I think I may have unwittingly succeeded in departing the loop entirely.
It’s been a week since I last wrote.
I fell off the running wagon this week - only managing one run after a succession of long days and late nights. At least twice I thought “I’ll run at lunchtime” - only for lunchtime to not happen. The late nights are entirely my own fault - the result of lifting an entire pretend universe in the air.
I have too many fingers in too many pies. I need to step back, and slow down. I know that’s not going to happen any time soon though - there’s always going to be something or other that needs doing, buying, replacing, fixing, or whatever it is that only I can do for some reason.
This is coming across really negatively, but I don’t mean it to. I’ve achieved a lot over the last few weeks - both at work and at home. I’m not good at giving myself credit. I’ve had a few emails recently from people in the flight simulation community - both on the industry, and the audience side - thanking me for what I do. They were entirely unexpected, and kind of wonderful really.
Thinking about “kind of wonderful”, we had an entertaining discussion around the dinner table last night - about the “Brat Pack” movies of the 1980s. I told our eldest the story about the making of “Pretty in Pink”, and how it didn’t land how John Huston had originally intended - which gave rise to “Some Kind of Wonderful”, where the genders were reversed, and the story suddenly worked. The kicker? “Pretty in Pink” is the movie everybody remembers.

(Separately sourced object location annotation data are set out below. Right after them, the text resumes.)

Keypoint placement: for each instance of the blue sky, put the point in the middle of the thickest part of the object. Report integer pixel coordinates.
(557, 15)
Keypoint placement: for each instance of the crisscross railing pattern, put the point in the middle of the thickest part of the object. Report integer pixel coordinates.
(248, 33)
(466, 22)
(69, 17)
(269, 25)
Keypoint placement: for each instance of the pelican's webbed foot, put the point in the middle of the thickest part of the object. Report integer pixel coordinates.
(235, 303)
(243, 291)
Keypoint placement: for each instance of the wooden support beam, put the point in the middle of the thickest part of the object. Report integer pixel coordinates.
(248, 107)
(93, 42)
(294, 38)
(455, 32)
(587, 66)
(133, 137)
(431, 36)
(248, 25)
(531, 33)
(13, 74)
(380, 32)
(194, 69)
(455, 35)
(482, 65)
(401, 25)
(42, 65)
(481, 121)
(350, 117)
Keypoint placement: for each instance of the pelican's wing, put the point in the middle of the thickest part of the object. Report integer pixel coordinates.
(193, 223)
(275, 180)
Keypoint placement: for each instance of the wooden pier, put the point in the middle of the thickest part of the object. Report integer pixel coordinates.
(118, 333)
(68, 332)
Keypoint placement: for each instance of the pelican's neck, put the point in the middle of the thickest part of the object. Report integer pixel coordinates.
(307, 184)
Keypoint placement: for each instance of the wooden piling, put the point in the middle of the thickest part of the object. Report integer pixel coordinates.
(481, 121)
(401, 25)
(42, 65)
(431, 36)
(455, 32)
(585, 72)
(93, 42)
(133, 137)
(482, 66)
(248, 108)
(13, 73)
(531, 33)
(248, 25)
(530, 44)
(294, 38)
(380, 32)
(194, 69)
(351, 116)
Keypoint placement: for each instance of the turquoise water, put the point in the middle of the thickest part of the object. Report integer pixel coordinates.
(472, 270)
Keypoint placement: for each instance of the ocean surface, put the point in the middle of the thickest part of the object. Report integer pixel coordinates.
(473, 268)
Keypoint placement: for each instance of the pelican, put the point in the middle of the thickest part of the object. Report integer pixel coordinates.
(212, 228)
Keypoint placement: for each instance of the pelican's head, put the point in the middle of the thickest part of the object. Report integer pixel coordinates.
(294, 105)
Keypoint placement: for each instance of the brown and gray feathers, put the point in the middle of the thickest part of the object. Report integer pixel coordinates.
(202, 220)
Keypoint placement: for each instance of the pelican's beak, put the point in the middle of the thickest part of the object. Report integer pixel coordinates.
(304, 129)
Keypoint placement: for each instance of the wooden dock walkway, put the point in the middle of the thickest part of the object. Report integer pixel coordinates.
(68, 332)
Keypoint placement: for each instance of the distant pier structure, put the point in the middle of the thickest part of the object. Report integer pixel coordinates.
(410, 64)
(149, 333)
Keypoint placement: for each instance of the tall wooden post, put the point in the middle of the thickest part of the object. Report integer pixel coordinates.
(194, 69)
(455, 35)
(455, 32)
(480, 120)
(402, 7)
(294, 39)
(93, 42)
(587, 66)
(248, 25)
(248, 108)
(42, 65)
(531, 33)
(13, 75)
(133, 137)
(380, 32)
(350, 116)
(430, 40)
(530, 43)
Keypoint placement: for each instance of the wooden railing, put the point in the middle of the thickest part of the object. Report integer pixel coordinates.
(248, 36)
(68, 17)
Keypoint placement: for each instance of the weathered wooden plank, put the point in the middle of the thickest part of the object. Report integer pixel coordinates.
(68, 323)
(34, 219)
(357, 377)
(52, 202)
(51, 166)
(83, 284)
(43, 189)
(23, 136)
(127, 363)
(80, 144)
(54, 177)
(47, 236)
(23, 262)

I saw recently that Andrew McCarthy has a book out. I’m tempted to pick it up, but also know I have a huge pile of books I’ve not read yet. I picked up Matt Haig’s “The Life Impossible” the other week - along with a quite wonderful little book about a cat by Hiro Arikawa.
While recounting the trope about the protagonist pining for the object of their affections throughout a story, blind to the wonderful person right in front of them, my other half chipped in that Jane Austen wrote the story long before the Brat Pack movies.
It’s the whole “sliding doors” thing again, isn’t it. While I can relate to being blind to those around me that perhaps I care about more than I let on, there’s also the realisation that if everybody chased their dreams and never gave a damn about anybody else, the world would be a pretty terrible place. I guess that’s the difficult bit, isn’t it - figuring out what to chase - and what to daydream about.
What did Dumbledore say? “It doesn’t do to dream, and forget to live”.